Wcale nie lepiej wyglądają wpływy z podatku dochodowego od osób prawnych. W tym przypadku radni uchwalając budżet założyli wpływ do kasy na poziomie 1 mln zł. Ale po pół roku okazało się, że do kasy dotarło 380 tys. zł, podczas gdy w analogicznym okresie zeszłego roku było to 530 tys. zł.

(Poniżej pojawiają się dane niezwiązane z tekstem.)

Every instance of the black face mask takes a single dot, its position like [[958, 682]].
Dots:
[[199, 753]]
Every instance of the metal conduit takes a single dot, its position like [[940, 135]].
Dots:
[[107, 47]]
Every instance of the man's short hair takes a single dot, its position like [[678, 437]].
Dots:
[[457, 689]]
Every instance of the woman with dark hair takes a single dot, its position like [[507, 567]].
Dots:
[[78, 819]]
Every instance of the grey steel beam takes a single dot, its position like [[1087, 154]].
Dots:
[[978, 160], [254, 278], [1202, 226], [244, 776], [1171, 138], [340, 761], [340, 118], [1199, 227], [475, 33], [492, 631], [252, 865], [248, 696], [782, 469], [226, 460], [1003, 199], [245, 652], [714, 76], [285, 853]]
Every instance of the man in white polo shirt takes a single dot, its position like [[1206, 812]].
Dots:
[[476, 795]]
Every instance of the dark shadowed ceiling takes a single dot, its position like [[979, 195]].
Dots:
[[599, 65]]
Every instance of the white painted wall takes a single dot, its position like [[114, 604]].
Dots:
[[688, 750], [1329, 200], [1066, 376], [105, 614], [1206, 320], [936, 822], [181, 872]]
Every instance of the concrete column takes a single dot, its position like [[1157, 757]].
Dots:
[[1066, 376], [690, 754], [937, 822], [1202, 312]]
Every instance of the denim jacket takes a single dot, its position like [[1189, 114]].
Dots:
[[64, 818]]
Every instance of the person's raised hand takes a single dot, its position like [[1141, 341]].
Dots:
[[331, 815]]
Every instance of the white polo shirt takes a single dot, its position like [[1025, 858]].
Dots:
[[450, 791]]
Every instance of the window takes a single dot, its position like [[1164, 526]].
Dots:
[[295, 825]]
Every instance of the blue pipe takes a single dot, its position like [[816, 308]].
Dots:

W sumie wadowicki budżet może odnotować w tym roku brak jednego miliona złotych. To niemało, biorąc pod uwagę, że mniej więcej tyle kosztowałoby wybudowanie sali gimnastycznej przy jednej ze szkół. - Jest tak, że któryś rok z kolei ministerstwo finansów zawyża plan dochodów z podatków, przekazując te informację gminie i stawia nas w trudnej sytuacji, kiedy ten plan nie ma nic wspólnego z rzeczywistością, nie interesując się jednocześnie, co się dalej z dochodami z tych podatków dzieje - komentuje skarbnik miasta Bożena Flasz.